We interviewed Hani Habra, one of the co-authors of the software tool Binner: a desktop application for annotating isotopes, adducts, and in-source fragments in untargeted metabolomics data produced by electrospray ionization liquid chromatography mass spectrometry (ESI-LC/MS).

Tools like Binner drastically reduce the complexity of untargeted metabolomics datasets. Without them, it would be much harder to glean meaningful insights from the measurements because the noise tends to drown out the signal we’re searching for.

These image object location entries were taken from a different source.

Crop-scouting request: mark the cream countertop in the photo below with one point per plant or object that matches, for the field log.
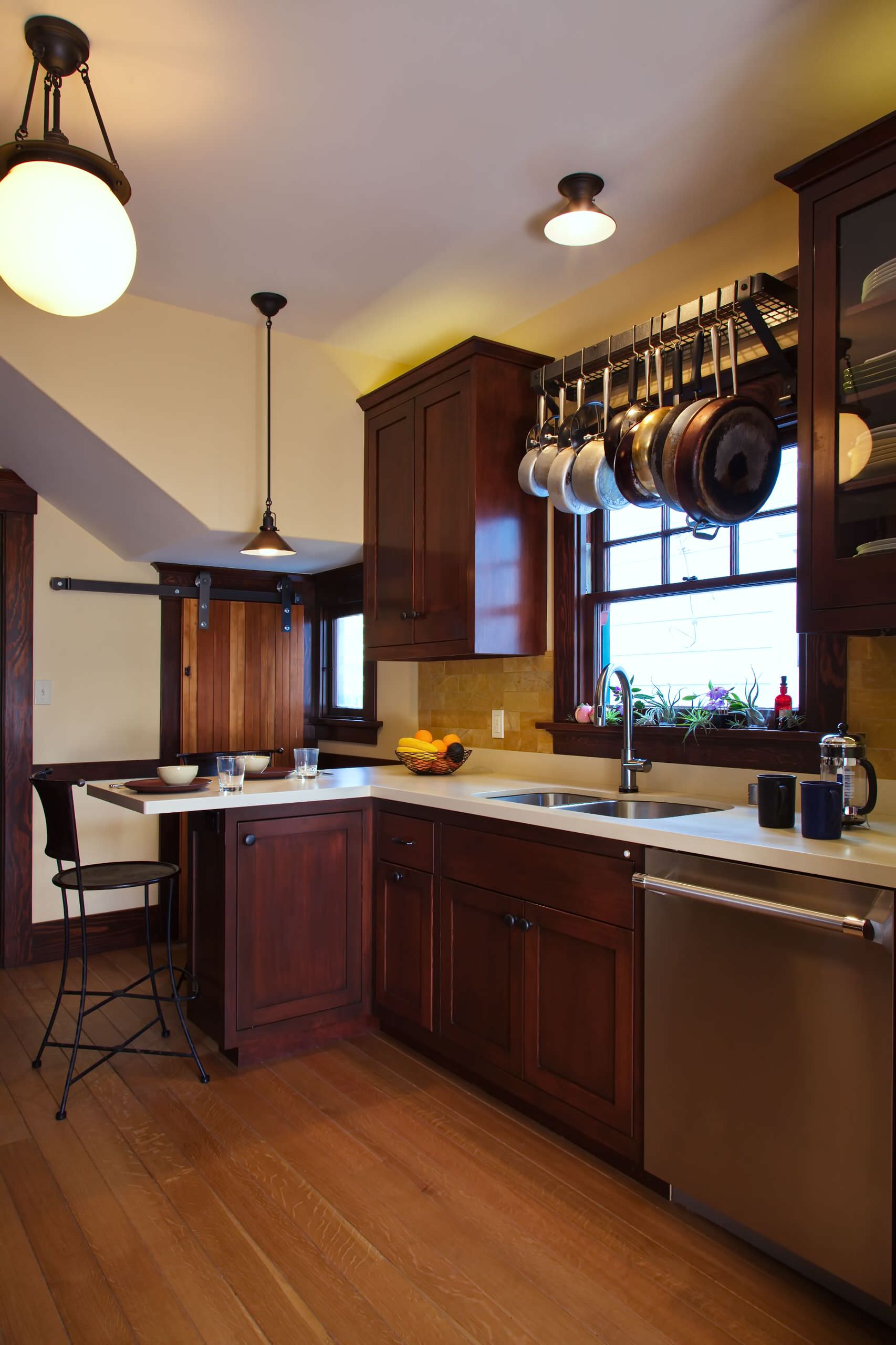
(861, 856)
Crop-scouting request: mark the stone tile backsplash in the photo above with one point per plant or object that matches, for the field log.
(459, 696)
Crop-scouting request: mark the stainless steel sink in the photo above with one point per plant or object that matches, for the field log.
(609, 808)
(545, 801)
(640, 809)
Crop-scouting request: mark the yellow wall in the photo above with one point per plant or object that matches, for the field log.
(101, 654)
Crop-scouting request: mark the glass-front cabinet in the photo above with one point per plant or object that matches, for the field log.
(848, 382)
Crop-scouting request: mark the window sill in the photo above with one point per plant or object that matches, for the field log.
(750, 750)
(346, 728)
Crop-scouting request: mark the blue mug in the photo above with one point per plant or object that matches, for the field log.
(821, 809)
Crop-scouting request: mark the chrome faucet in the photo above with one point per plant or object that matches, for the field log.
(630, 764)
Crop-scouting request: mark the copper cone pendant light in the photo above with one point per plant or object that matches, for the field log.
(268, 540)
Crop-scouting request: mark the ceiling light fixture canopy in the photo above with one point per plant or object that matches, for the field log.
(66, 243)
(268, 540)
(581, 222)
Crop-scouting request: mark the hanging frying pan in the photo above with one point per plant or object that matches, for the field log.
(623, 462)
(654, 451)
(679, 423)
(592, 477)
(560, 486)
(728, 458)
(525, 472)
(549, 436)
(629, 415)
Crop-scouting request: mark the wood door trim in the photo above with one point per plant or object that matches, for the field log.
(622, 943)
(17, 616)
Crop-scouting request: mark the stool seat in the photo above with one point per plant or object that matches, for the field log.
(127, 873)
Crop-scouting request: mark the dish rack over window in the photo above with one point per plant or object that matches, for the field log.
(765, 310)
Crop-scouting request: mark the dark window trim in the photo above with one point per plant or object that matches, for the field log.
(822, 670)
(341, 594)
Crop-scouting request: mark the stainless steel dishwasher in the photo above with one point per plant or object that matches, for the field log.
(768, 1058)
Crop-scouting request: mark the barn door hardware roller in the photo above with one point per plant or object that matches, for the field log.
(286, 594)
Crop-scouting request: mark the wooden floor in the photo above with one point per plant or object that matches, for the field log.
(351, 1195)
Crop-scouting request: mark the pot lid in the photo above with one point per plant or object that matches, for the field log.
(842, 739)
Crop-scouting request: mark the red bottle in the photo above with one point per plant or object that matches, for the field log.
(784, 705)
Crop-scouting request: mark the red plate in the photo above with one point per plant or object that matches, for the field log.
(158, 786)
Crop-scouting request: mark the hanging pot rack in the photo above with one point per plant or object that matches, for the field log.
(760, 304)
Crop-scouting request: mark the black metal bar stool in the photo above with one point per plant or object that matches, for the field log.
(62, 846)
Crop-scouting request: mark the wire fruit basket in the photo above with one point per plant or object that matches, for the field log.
(424, 763)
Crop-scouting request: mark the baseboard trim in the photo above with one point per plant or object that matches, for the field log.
(107, 931)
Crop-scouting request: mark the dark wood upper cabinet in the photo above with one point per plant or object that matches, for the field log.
(455, 555)
(848, 381)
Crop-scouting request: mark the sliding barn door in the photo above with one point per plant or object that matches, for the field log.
(243, 678)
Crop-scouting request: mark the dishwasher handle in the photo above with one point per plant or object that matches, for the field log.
(856, 926)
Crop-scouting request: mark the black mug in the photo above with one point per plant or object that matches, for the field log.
(777, 801)
(821, 809)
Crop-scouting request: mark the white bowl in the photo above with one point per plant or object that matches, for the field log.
(256, 764)
(178, 774)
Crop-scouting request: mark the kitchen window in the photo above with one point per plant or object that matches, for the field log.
(346, 690)
(681, 613)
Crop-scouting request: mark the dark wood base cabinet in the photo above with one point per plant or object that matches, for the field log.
(510, 954)
(280, 927)
(514, 957)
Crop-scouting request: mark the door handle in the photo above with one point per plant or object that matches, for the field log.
(856, 926)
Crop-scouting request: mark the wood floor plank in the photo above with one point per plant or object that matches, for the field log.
(212, 1305)
(279, 1310)
(143, 1293)
(338, 1305)
(741, 1273)
(27, 1310)
(358, 1195)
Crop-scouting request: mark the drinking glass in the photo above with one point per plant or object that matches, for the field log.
(231, 772)
(306, 763)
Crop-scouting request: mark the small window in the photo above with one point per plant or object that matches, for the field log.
(349, 662)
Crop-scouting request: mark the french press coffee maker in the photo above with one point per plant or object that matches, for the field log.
(842, 759)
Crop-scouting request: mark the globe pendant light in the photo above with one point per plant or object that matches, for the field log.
(268, 540)
(66, 243)
(581, 222)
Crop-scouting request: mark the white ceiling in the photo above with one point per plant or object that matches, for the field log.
(388, 164)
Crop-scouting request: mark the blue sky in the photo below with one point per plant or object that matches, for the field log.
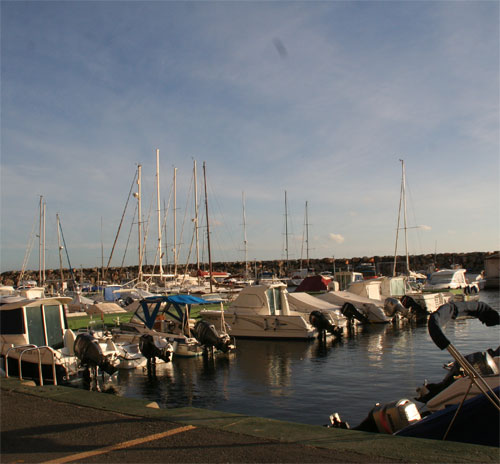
(320, 99)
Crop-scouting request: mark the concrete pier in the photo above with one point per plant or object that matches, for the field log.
(61, 424)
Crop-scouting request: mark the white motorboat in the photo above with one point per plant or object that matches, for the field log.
(37, 343)
(372, 310)
(263, 311)
(36, 340)
(450, 279)
(126, 352)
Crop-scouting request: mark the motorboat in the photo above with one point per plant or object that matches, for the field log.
(168, 318)
(36, 342)
(464, 406)
(373, 311)
(263, 311)
(127, 352)
(450, 279)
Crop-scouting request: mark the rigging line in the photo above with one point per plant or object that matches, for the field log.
(230, 232)
(28, 250)
(146, 230)
(188, 201)
(121, 221)
(66, 249)
(165, 218)
(130, 232)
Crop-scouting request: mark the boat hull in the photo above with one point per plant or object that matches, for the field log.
(259, 326)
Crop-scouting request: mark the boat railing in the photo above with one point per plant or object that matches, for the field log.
(22, 349)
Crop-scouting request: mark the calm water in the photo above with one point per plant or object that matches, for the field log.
(304, 381)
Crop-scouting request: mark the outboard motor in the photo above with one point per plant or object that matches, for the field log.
(351, 313)
(88, 351)
(152, 348)
(417, 312)
(481, 361)
(319, 321)
(208, 336)
(392, 306)
(387, 418)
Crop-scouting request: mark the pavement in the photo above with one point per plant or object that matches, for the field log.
(59, 424)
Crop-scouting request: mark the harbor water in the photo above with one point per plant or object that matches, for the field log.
(305, 382)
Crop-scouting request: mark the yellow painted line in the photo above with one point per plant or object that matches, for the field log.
(125, 444)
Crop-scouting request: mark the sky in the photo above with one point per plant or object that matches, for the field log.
(318, 99)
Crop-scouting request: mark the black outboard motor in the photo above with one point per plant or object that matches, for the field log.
(387, 418)
(208, 336)
(151, 350)
(393, 306)
(88, 351)
(351, 313)
(417, 312)
(481, 361)
(319, 321)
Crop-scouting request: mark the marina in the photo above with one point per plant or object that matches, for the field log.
(306, 381)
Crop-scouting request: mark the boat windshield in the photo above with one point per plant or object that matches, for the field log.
(441, 278)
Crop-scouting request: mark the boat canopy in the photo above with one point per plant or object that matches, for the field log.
(176, 306)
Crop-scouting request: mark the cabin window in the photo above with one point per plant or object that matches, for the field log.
(34, 318)
(54, 326)
(270, 297)
(277, 299)
(11, 322)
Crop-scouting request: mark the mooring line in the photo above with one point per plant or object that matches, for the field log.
(125, 444)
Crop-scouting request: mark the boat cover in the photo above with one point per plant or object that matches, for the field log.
(304, 302)
(477, 423)
(315, 283)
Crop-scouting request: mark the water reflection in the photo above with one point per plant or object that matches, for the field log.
(305, 381)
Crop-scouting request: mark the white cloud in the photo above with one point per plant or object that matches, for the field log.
(337, 238)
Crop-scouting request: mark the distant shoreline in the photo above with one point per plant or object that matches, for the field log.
(472, 261)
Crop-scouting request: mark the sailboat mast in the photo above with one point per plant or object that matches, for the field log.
(286, 231)
(307, 239)
(139, 219)
(43, 242)
(40, 241)
(159, 208)
(175, 221)
(208, 227)
(245, 243)
(60, 249)
(195, 180)
(403, 187)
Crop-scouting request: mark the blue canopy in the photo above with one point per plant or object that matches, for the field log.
(150, 307)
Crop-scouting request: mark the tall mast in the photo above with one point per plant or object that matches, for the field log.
(208, 227)
(43, 242)
(402, 202)
(40, 220)
(60, 250)
(175, 221)
(139, 219)
(159, 208)
(286, 231)
(406, 228)
(307, 239)
(195, 180)
(245, 243)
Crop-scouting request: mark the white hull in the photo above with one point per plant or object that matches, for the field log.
(372, 309)
(262, 326)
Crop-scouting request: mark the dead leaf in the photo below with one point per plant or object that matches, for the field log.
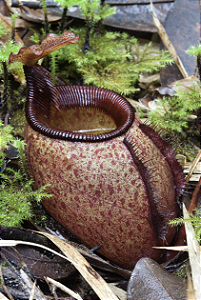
(91, 276)
(149, 281)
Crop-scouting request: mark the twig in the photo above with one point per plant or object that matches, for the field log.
(196, 160)
(63, 288)
(29, 286)
(9, 243)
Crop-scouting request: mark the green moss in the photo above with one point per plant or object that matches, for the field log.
(16, 189)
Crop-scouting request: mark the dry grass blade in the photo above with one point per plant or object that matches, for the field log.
(173, 248)
(190, 289)
(30, 287)
(63, 288)
(12, 243)
(96, 282)
(167, 42)
(32, 291)
(194, 254)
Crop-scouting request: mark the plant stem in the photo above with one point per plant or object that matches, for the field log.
(86, 42)
(45, 17)
(63, 19)
(5, 91)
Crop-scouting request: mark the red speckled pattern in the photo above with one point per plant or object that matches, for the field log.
(98, 193)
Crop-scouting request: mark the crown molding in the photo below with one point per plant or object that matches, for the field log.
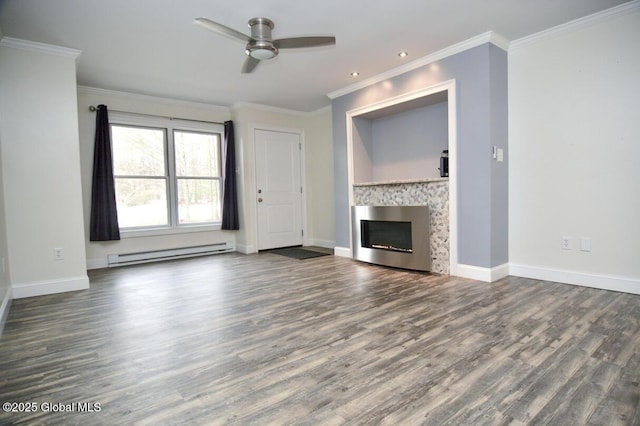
(488, 37)
(33, 46)
(152, 99)
(269, 108)
(576, 24)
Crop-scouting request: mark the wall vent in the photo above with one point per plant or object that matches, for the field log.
(168, 254)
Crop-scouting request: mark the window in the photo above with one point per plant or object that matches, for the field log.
(168, 176)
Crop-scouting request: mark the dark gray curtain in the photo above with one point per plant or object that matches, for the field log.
(104, 216)
(230, 195)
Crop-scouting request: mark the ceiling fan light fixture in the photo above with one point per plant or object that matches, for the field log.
(261, 50)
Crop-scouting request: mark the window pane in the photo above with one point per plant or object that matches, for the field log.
(138, 151)
(141, 202)
(198, 200)
(197, 154)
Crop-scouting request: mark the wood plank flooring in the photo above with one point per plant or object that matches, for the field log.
(264, 339)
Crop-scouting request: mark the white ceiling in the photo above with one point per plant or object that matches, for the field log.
(151, 47)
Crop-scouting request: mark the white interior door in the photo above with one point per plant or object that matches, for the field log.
(278, 189)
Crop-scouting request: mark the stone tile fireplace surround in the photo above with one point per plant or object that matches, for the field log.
(432, 192)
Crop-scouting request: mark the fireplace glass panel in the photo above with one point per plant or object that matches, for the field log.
(386, 235)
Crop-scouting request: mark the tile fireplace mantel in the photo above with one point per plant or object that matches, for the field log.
(433, 192)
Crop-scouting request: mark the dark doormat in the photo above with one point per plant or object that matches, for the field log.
(297, 253)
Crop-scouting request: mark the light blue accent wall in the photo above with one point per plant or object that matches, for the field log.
(481, 81)
(408, 145)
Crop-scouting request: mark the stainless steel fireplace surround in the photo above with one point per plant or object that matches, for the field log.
(395, 236)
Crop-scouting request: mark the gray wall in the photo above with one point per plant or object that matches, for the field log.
(408, 145)
(481, 88)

How one metabolite produces multiple signals

If we analyze a biological sample (e.g., blood) with an electrospray ionization mass spectrometer, then a single metabolite (e.g., a small molecule in the blood) produces not just one signal, but many. There are four reasons for this:

  1. Isotopes: Several isotopic versions (isotopologues) of a molecule are usually present. This means it’s the same molecule, but one or more of its atoms has a different number of neutrons. For example: ~1.1% of all carbon atoms on Earth have 7 neutrons rather than 6. If our molecule has 1 carbon atom, then we’ll likely also observe a second mass peak with ~1 dalton higher mass (M+1) and a roughly 99% lower abundance in our mass spectrum.
  2. Adducts: New molecules form when two or more molecules combine. A portion of the molecules we want to measure also combine with others to form new molecules (adducts). What adducts can form depends on many things: How you prepare your sample (e.g., which solvent you use: acetone or formic acid), how samples were stored, and whether you run your machine in positive or negative ion mode. A simple and common example is adducts that are formed when sodium atom (Na) or proton (H+) is added.
  3. Fragments: When molecules are ionized in a mass spectrometer, some ions  become energetically unstable and may subsequently break up. Usually one of the resulting fragments has a neutral charge and is therefore undetectable, while other - now smaller - charged fragment ions remain. These fragments show up as additional signals. If we know what neutral losses to expect, then we can group these fragments together with the original molecule.
  4. Multimers: Complexes may form between two or more metabolite monomers, in addition to charged species, generating an m/z value that is typically around 2-3 times that of the individual metabolite.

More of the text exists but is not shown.